I'm a big fan of disc brakes in road bikes so I welcome this as a step forward. What I can't understand is why the UCI are letting the teams choose which events to run discs on.
Surely it'll lead to a mix of rim and disc-braked bikes on the same event ? That will cause a lot of hassle for the neutral service and, should it rain, there will be a vast difference in braking performance in the peleton.


----------



## 172traindriver (21 Apr 2015)

Andrew Br said:


> I'm a big fan of disc brakes in road bikes so I welcome this as a step forward. What I can't understand is why the UCI are letting the teams choose which events to run discs on.
> Surely it'll lead to a mix of rim and disc-braked bikes on the same event ? That will cause a lot of hassle for the neutral service and, should it rain, there will be a vast difference in braking performance in the peleton.

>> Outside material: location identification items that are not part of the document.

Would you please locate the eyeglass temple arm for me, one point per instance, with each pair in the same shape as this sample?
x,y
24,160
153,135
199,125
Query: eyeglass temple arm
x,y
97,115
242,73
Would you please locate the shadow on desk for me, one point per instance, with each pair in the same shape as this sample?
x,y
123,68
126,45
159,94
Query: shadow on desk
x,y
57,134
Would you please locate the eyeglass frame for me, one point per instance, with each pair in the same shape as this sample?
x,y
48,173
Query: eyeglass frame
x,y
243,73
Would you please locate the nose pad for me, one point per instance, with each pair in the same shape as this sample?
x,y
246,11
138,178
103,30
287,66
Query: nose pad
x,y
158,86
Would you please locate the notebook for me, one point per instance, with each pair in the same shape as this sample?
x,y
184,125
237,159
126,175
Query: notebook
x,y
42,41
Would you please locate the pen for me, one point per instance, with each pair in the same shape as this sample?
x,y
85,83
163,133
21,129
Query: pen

That is a point, but don't forget Campag havent yet released disc brakes, so unless they do any teams running them wont be able to use them anyway.


----------



## zizou (21 Apr 2015)

I can see the advantages for discs on the road for commuters, tourers and winter training, and obviously for mountain biking too (i not only remember what mini v brakes were like compared to discs i still have an old mtb with them alongside a mtb with discs). But for road racing rim brakes already work well and the advantage that discs bring to the table is marginal at best and not worth the downsides - whether it be weight, aero, problems with neutral service etc. If pro riders have a free choice in the matter then most of them will not pick disc brakes IMO. And its not because they are resistant to change, if they thought there was a performance advantage they would jump on the bandwagon pretty damn quick.



w00hoo_kent said:


> Apparently this is the biggest difference, braking method. Disks are better for short heavy periods of braking while rims are often dragged on descents. Those racing disks are going to have to change how they think about braking to get the most out of them. Fortunately they don't descend the long alpine type hills in a bunch.



Pros (actually make that experienced amateur riders too) dont drag their brakes on descents, that is bad practice whether it is rim or disc brakes. 



smutchin said:


> Possibly, but it's never going to happen - it's more likely to be a driver for brake pad manufacturers to improve their compounds to work better on carbon rims.



Decent pad compounds and carbon rims have pretty good braking these days.


----------



## StuAff (21 Apr 2015)

172traindriver said:


> That is a point, but don't forget Campag havent yet released disc brakes, so unless they do any teams running them wont be able to use them anyway.


Actually, they could, assuming Campagnolo didn't object to their teams using third-party products...either cable discs, or TRP Hy/Rd would work.


----------



## jifdave (22 Apr 2015)

campag have been working on them for years apparently.
http://road.cc/content/news/96330-c...-are-working-hydraulic-disc-brakes-road-bikes (14oct 2013)


----------



## oldroadman (22 Apr 2015)

Someone commented that on long mountain descents the race is not bunched. No, it's a long line with close spacing, and if the bloke in front goes down, you have to act fast to avoid hitting him.
That's that, now the business about dragging brakes is spheroids. Braking is done firmly, on the straights, just before the bends. On carbon rims with alloy facings on the braking surface. This works fine. Back in the day all rims were alloy, brakes were not quite so good as today, but still descending speeds were above 80km/hr. I'm amazed we all survived!
Personally I'm not concerned about profis using disc brakes, what worries me is when they are allowed at local level and the numpties panic brake, then the next thing is a big heap of people on the ground. So although pro peloton will likely be 2017, let's hope it takes at least a couple of years to get down to local level. Then it's all or nothing, it's simply mad to have some on rim and some on disc, accident waiting to happen.
Now that wouldn't mean lots of new bikes being sold, by any chance, would it. there's a thought. Bet no-one in the trade ever thought of that....!


----------



## Citius (22 Apr 2015)

I don't see the issue with mixing disc and caliper brakes in amateur races - nobody ever brakes anyway.


----------



## oldroadman (22 Apr 2015)

Citius said:


> I don't see the issue with mixing disc and caliper brakes in amateur races - nobody ever brakes anyway.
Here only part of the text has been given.